Saturday, August 27, 2016

I Don't Want To Brag, But .....

Sometime in my early life, probably while still in high school, maybe even grade school, someone told me that I had an IQ of 127.  

I didn’t know what it meant nor was I particularly interested in it.  But the numbers stuck.  I never followed up to see what it meant, but when I joined the Army in February of 1960, I was told by an Army processing person in Dallas that my Army aptitude scores were quite high. He asked me if I had taken an IQ test.  I told him that I remember taking lots of strange tests, none of which seemed to be related to classes I was taking in school, but the only time I ever heard of IQ when someone told me I had an IQ of 127.  He said, well that explains why you scored high on the Army’s tests.

He went on to say that I qualified to go into the Army Security Agency.  And by that evening I was on a bus headed to Fort Leonard Wood, Missouri.  It was February 29th, a Leap Year, and there was snow on the ground from Dallas to Missouri.  And it was cold.  I was dressed for Central Louisiana weather.

Somewhere about the third week of basic training, I was told to report to a building on base.  No reason was given other than just be there, people are waiting to see me.

I arrived promptly at the time I was told to be there and found three men in civilian suits hovering around a coal-burning pot-bellied stove.  They showed me their FBI badges and told me to sit down, that they had some questions to ask and that I would undergo a polygraph test.  I didn’t know what a polygraph test was, but I figured it was just another of the Army’s endless battery of tests to find out what I was suited for in the Army.

Although these tests were similar to some I had taken in High School and during the early processing of my joining the Army, they were a lot more complex.  Some of the questions didn’t make sense at all, nor did the choices of answers to select from.  Plus, it was a timed test and they made me stop immediately when the timer bell went off.

They didn’t grade the test or even look at it, just stuffed it into an envelope.  Then they explained the polygraph to me and that it would be used to see if I was lying about any of the questions they asked me.  In fact, they made it sound like they would not only know if I was lying in my answers to their questions, they would know if I had ever lied about anything ‘ever’ in my life.  I just knew they were going to ask me some highly personal questions that I preferred they not ask.  But I told them I was ready because I was also a bit curious.

A strap was placed around my chest, a cuff around my upper arm and a small device was clamped to my finger.  I also seem to recall there was a small flat coin-like device to hold in the palm of my hand which would detect moisture.  (Apparently your palm sweats when you lie)  Each was explained to me as to what happens when I answer a question.  Simple questions, such as “are you sitting down?” would probably not excite any of the devices and therefore would not excite the polygraph machine’s chart needles.  But more complicated “think type” questions might and probably would generate more excitement and therefore cause the needles to record on the graph that excitement.

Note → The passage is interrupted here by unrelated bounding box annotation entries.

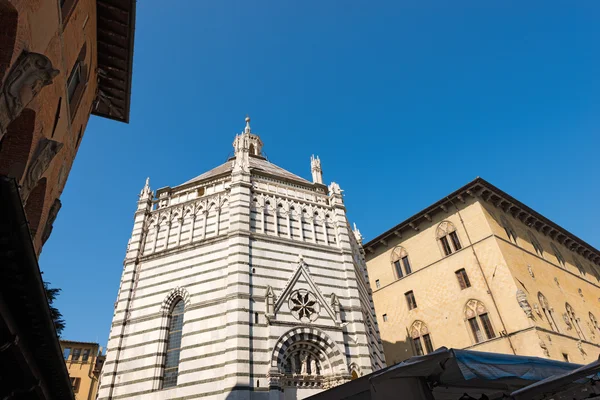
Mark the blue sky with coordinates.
[40,0,600,345]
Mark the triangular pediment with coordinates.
[275,258,338,324]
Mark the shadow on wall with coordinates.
[382,333,416,367]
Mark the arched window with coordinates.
[500,215,517,244]
[410,321,433,356]
[163,299,184,389]
[538,292,560,332]
[565,303,585,340]
[527,231,544,257]
[465,300,496,343]
[391,246,412,279]
[573,257,585,276]
[589,313,600,332]
[435,221,462,256]
[550,243,565,267]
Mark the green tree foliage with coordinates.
[44,282,65,337]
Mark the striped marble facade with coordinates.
[99,120,385,400]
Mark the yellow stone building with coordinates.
[364,178,600,365]
[60,340,105,400]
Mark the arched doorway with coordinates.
[0,0,19,86]
[25,178,46,238]
[0,108,35,182]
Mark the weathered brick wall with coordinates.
[0,0,97,253]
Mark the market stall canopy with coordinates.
[310,347,579,400]
[512,359,600,400]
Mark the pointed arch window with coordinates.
[538,292,560,333]
[500,215,517,244]
[465,300,496,343]
[410,321,433,356]
[550,243,565,267]
[527,231,544,257]
[391,246,412,279]
[589,312,600,333]
[163,298,184,389]
[435,221,462,256]
[565,303,585,340]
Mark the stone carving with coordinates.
[310,155,323,184]
[265,285,275,317]
[310,357,319,375]
[288,289,321,323]
[517,289,533,318]
[300,351,308,375]
[331,293,342,323]
[329,182,343,196]
[21,139,63,202]
[577,339,587,356]
[352,222,363,245]
[0,50,59,139]
[42,199,62,245]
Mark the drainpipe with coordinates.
[446,197,517,355]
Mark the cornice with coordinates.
[363,177,600,266]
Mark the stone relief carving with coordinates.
[331,293,342,323]
[329,182,343,195]
[42,199,62,245]
[288,289,321,323]
[21,139,63,202]
[0,50,59,138]
[265,285,275,317]
[517,289,533,318]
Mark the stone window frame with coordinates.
[454,268,471,290]
[390,246,413,280]
[435,220,463,257]
[527,231,544,258]
[66,42,89,122]
[500,214,519,245]
[464,299,497,344]
[404,290,418,311]
[408,320,435,356]
[565,303,586,340]
[550,242,567,268]
[538,292,560,333]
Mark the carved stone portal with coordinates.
[0,50,59,139]
[42,199,62,245]
[21,139,63,203]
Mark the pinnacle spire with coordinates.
[244,114,250,133]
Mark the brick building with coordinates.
[365,178,600,364]
[0,0,135,254]
[0,0,135,400]
[60,340,106,400]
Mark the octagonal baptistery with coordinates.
[99,118,385,400]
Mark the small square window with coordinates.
[404,290,417,310]
[455,268,471,290]
[67,62,81,102]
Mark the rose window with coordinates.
[288,289,321,322]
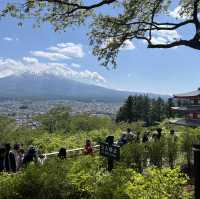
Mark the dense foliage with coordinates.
[0,107,200,199]
[0,156,191,199]
[116,95,174,126]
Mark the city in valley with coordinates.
[0,100,122,128]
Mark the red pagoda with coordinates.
[171,88,200,127]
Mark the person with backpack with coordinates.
[0,146,6,172]
[23,146,38,166]
[58,148,67,160]
[13,144,24,171]
[83,140,93,155]
[5,143,17,172]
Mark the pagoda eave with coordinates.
[170,119,200,127]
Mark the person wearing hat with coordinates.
[5,143,16,172]
[13,144,24,171]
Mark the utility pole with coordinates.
[193,144,200,199]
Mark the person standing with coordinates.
[5,143,16,172]
[0,146,6,172]
[84,140,93,155]
[13,144,24,171]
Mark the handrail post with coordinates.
[193,144,200,199]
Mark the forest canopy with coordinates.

But if I was lying, or deliberately being deceptive, the excitement would be detected in my increased breathing, blood pressure or pulse rate, and recorded on the graph.  Simple enough to understand now but to an 18 year old small town boy in the 1960’s, it was ‘Rocket Science.’

As with the earlier written test, they just looked over the chart and stuck it into an envelope without saying anything.  Then they told me to report back to my unit. 

After I returned to my unit, I really didn’t give much thought to the whole process I had just gone through. 

About six weeks later I was in Fort Devens, Massachusetts, assigned to the Army Security Agency's Morse Code 058 MOS classes. It took our class six months to get up to the expected proficiency the Army needed.  

Meanwhile, some of us were ahead of schedule and added Voice Intercept 055 MOS training, before the entire class graduated and was transferred to Fort Bragg, North Carolina.

I can’t recall ever once being asked for my IQ after that.  Until yesterday when I suddenly remembered it and decided to look it up using Google.

The very first thing that came up said, “127 IQ sd 15 means your IQ is at the 96.4 percentile. That means your IQ is higher than 96.4% of the general population. Pretty darn good.

Well, that made me feel good about myself, at least until I read the next one that said, “It means that you have been tested and that the result of that test is that you have an IQ of 127. Other than that it means nothing at all in real life.”

Well Pooh!  I thought I could brag about my IQ, but it’s nothing but a ‘so what!’ number.